Born in Paris, France,[3] Kaplan is the son of film composer Sol Kaplan and actress Frances Heflin, the nephew of actor Van Heflin, and the brother of actresses Nora Heflin and Mady Kaplan.[4]
Kaplan lived in Hollywood until 1954, when his father had to move to New York after being blacklisted.[3]
Kaplan was working at the Fillmore East in New York, doing some editing on the side, when Roger Corman offered him the opportunity to direct Night Call Nurses (1972); Kaplan had been recommended by Scorsese.[6]
Kaplan made the movie and returned to New York. It was a hit, and Corman offered him another film, The Student Teachers (1973), which he also co-wrote and co-edited.[7]
After making The Slams (1973) for Corman's brother Gene, he directed Truck Turner (1974), which was another huge success and saw Kaplan get an offer to direct White Line Fever (1975) for Columbia, a major Hollywood studio. That movie was an even larger success but then Kaplan made what he describes as "the biggest failure of my career", Mr. Billion (1977), an attempt to launch Terence Hill to international audiences.[8] He then went on to make the critically acclaimed Over the Edge (1979), which failed to reach large audiences.

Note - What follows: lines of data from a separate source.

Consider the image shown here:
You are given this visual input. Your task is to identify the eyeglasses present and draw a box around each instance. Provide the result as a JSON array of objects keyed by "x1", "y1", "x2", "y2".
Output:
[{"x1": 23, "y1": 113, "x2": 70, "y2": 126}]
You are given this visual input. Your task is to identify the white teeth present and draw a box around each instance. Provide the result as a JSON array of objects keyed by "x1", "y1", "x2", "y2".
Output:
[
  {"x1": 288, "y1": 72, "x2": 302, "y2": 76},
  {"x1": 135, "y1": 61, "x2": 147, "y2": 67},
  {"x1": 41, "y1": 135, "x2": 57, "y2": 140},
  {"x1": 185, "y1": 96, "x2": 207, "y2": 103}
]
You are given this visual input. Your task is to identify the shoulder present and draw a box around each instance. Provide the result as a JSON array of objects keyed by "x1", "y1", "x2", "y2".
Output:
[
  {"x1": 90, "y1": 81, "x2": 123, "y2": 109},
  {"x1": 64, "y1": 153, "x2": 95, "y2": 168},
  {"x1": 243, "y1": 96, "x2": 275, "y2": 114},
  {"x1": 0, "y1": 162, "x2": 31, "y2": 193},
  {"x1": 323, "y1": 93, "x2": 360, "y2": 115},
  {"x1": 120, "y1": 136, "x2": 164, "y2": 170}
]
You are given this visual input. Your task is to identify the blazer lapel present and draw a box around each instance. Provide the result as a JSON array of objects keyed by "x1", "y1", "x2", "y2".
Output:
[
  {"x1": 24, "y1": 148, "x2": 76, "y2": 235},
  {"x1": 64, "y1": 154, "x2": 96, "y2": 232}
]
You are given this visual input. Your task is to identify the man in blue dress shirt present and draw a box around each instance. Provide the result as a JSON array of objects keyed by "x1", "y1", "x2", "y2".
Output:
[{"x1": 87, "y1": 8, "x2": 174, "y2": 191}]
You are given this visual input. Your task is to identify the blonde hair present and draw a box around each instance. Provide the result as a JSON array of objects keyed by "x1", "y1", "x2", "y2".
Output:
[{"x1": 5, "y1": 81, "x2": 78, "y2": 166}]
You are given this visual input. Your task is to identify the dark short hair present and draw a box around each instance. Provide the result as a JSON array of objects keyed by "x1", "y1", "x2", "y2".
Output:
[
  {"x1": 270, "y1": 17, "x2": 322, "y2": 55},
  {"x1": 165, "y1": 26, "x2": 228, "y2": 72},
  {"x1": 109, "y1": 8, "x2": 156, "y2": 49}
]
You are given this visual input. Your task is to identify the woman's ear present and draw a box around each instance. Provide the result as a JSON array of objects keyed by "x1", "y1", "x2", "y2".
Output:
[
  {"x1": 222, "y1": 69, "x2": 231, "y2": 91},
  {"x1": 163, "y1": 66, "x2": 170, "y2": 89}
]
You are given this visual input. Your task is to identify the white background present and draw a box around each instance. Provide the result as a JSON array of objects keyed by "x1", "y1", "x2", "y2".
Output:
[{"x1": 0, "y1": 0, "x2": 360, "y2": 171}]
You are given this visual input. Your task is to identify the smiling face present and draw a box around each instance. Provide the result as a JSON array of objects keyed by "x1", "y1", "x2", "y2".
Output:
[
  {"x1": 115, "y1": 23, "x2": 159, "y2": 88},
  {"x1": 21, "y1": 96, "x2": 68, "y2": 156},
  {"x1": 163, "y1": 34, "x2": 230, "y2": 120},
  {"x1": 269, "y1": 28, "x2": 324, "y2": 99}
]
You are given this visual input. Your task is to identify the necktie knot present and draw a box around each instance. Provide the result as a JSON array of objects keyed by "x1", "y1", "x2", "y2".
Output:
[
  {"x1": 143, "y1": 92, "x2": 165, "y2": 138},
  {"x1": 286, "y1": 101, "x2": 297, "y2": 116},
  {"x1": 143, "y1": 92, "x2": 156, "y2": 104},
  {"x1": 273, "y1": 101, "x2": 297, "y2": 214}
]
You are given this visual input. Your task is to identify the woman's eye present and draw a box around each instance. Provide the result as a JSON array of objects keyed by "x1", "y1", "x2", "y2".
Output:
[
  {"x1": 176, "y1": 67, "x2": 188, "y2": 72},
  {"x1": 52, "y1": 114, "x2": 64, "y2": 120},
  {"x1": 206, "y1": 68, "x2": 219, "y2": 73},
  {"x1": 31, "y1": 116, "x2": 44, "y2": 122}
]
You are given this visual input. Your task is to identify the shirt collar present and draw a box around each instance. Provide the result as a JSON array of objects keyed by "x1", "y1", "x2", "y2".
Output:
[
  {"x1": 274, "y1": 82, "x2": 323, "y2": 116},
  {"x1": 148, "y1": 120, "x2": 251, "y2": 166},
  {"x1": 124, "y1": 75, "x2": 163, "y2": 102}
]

Kaplan says at this stage the only films he was being offered was "boy meets truck boy gets truck, boy loses truck and boy gets truck again.",[3] so he directed a series of TV movies. "I'm a director," he said. "I want to direct movies. I don't want to sit around and have fantasies or let a project go down the tubes when we can't get some star to read the script."[3]